Au vu des développements qui précèdent, au-delà de l’absence de déclaration sincère des heures de travail réellement effectuées, il y a lieu de constater que le fait de priver le salarié d’une partie de ses revenus légitimes en contre partie du travail fourni, de son droit à repos compensateur, malgré ses demandes de régularisation, et de son droit à être prévenu des modifications de ses heures de travail suffisamment à l’avance, sont des manquements suffisamment graves rendant la poursuite du contrat de travail impossible.
Le jugement est donc confirmé en ce qu’il a retenu que la prise d’acte produit les effets d’un licenciement sans cause réelle et sérieuse.

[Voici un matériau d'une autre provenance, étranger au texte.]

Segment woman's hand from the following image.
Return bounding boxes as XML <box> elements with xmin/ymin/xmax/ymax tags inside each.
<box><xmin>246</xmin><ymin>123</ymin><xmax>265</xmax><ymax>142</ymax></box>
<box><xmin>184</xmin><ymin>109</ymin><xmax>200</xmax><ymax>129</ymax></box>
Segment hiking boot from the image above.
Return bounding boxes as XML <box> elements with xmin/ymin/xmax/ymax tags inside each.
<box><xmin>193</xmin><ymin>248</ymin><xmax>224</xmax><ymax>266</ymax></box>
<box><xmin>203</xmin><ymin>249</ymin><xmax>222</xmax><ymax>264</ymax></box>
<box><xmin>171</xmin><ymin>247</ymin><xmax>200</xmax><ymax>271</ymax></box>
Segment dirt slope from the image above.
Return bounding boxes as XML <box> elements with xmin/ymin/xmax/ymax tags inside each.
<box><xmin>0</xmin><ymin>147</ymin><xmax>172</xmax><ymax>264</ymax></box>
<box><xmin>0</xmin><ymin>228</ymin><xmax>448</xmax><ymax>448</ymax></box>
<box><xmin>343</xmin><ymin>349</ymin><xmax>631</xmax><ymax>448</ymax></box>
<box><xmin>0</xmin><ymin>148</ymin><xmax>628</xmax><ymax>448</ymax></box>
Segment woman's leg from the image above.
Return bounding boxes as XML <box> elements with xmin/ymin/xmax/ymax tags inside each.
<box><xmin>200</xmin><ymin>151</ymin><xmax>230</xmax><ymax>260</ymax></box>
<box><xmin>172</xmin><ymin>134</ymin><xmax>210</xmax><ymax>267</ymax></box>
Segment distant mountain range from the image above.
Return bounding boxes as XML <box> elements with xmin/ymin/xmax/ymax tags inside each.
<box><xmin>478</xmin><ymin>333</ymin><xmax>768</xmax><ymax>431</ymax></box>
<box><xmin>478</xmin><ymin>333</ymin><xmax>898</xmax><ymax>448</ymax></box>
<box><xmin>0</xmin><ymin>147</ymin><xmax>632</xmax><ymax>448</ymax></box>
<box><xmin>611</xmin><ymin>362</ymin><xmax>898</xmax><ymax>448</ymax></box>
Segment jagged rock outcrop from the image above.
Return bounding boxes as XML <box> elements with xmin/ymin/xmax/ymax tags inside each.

Dès lors, le jugement sera confirmé en ce qu’il a condamné l’employeur à payer les sommes suivantes au salarié qui sollicite la confirmation du jugement sur ces points :
742,64 euros à titre d’indemnité de licenciement,
1980,31 euros à titre d’indemnité compensatrice de préavis, outre 198,03 euros au titre des congés payés afférents,
1 980,31 euros à titre d’indemnité pour licenciement sans cause réelle et sérieuse,
3 832,43 euros à titre d’indemnité pour manquement au repos compensateur en raison du dépassement du contingent annuel d’heures supplémentaires,
11 881,86 euros à titre d’indemnité pour travail dissimulé,
et ce avec intérêt légal à compter du 18 septembre 2020,
1 500 euros sur le fondement des dispositions de l’article 700 du code de procédure civile.
Le jugement sera également confirmé en ce qu’il a ordonné à la société :
— la remise des documents sociaux à M. [J],
— de rembourser en application de l’article L. 1235-4 du code de travail les indemnités chômage éventuellement versées au salarié dans la limite d’un mois.
Partie succombante à la présente instance, la société sera tenue aux dépens et à verser à M. [J] la somme de 2 000 euros en application des dispositions de l’article 700 du code de procédure civile.
PAR CES MOTIFS
La cour,
Confirme le jugement (RG N°F 20/00502) prononcé le 15 septembre 2022 par le conseil de prud’hommes de Meaux en toutes ses dispositions sauf en ce qu’il a accordé la somme de 5 945,07 euros à titre de rappel de salaire sur les heures supplémentaires effectuées en 2019 ;
Infirme le jugement de ce chef ;
Statuant à nouveau,
Condamne la société [1] à payer à M. [Y] [J] la somme de 4 108,74 euros à titre de rappel de salaire sur les heures supplémentaires effectuées en 2019 ;
Condamne la société [1] à verser à M. [Y] [J] la somme de 2 000 euros en application des dispositions de l’article 700 du code de procédure civile ;
Condamne la société [1] aux entiers dépens.